The polytypism phenomenon in the growth of nanostructures reveals new properties and opportunities for bandgap engineering by enabling controlled formation of different phases of the same material with distinct crystalline and electronic structures. In the case of III-nitrides, the occurrence of polytypism is unlikely and and has not been experimentally observed to date. Here, we report the discovery of polytypism in GaN nanocrystals (NCs) grown via the vapor-liquid-solid mechanism on the surface of a van der Waals graphene-like SiN structure.

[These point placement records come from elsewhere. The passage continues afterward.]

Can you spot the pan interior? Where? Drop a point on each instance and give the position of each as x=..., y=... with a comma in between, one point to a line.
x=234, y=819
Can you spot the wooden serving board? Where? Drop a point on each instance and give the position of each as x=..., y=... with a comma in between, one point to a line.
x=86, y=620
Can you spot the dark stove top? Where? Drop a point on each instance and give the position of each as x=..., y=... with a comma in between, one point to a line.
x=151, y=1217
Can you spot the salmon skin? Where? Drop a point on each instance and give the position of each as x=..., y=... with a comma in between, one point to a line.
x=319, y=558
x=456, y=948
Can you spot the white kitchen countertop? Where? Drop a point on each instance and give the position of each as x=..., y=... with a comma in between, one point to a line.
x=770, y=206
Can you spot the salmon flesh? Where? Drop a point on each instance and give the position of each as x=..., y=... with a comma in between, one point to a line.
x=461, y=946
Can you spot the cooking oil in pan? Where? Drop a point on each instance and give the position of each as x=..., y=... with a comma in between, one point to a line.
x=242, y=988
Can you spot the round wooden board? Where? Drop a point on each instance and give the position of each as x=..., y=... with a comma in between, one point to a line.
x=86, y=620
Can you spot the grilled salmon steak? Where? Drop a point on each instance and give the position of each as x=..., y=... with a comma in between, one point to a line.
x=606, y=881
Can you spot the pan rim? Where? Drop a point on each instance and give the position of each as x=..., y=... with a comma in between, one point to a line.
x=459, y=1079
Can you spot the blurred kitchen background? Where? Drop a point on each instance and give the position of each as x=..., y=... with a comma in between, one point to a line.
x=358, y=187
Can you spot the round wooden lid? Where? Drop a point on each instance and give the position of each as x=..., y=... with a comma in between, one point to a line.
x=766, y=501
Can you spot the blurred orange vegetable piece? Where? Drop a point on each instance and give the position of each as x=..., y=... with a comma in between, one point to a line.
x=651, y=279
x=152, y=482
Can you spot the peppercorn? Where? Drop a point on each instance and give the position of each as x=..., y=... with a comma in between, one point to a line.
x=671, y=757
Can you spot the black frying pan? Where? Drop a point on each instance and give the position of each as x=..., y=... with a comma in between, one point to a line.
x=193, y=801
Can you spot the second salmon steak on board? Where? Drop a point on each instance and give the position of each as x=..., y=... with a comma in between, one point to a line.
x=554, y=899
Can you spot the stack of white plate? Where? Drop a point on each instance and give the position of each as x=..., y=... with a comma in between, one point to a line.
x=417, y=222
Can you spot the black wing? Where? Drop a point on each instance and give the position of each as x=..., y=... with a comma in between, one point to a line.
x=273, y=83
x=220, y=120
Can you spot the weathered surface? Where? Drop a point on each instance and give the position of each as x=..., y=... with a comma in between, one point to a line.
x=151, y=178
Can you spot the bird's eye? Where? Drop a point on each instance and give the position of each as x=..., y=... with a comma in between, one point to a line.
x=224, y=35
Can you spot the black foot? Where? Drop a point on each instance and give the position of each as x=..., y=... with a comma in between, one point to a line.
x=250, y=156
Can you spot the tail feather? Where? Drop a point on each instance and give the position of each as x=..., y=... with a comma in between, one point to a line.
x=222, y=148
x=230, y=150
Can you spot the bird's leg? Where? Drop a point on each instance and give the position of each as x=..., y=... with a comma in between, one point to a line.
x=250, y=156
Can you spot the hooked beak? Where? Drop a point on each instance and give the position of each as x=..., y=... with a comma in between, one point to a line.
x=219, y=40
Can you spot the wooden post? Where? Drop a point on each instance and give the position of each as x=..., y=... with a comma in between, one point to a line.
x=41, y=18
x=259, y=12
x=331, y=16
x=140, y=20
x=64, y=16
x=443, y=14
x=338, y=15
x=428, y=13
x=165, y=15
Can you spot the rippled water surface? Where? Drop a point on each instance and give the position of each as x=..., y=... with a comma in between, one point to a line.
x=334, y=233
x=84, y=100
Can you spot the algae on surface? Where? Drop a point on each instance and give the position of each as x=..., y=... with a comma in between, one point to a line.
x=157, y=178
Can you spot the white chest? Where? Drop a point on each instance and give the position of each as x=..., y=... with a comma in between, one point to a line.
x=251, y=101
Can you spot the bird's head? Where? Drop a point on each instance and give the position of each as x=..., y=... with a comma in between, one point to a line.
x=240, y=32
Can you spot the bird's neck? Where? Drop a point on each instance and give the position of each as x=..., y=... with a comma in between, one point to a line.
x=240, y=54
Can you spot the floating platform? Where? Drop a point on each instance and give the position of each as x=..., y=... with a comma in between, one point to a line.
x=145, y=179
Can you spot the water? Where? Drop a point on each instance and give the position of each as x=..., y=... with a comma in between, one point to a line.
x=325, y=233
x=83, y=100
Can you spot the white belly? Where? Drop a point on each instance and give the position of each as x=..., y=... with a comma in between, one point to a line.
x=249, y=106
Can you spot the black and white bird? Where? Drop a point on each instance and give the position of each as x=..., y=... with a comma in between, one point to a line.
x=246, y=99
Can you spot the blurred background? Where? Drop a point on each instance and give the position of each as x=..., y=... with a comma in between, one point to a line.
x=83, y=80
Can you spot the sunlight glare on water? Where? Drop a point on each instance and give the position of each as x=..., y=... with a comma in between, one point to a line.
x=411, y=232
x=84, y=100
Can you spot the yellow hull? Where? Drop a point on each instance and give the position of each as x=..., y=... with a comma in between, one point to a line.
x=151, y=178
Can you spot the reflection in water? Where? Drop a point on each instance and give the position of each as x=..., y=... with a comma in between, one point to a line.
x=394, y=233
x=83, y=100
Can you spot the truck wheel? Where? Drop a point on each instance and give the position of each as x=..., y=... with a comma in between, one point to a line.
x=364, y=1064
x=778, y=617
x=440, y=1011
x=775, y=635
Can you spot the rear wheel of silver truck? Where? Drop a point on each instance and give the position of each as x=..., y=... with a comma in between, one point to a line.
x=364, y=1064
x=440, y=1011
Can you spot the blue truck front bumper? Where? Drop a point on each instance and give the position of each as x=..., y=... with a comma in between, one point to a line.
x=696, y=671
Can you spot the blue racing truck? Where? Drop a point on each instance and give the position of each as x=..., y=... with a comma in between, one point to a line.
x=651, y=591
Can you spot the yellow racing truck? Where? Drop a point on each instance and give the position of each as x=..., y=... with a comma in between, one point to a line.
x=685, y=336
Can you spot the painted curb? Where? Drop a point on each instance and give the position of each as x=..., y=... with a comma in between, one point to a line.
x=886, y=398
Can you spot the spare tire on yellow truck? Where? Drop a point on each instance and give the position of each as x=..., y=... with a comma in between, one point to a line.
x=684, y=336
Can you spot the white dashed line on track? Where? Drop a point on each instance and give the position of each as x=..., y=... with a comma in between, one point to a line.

Through a detailed analysis of the diffraction patterns, we have established the formation of three structures during the growth of NCs, namely zinc-blende with the (111) plane, the 6H polytype and wurtzite with the non-polar (10-10) plane. As shown by transmission electron microscopy data, the crystal structures form within the volume of a single NC. The formation of zinc-blende and wurtzite phases is explained within the framework of classical nucleation theory, while the 6H polytype nucleates at the boundary between these phases. Calculations indicate the possibility of growing NCs with either pure zinc-blende or wurtzite structures. In essence, this study introduces new degree of freedom in the growth and application of GaN-based nanostructures grown via the vapor-liquid-solid method.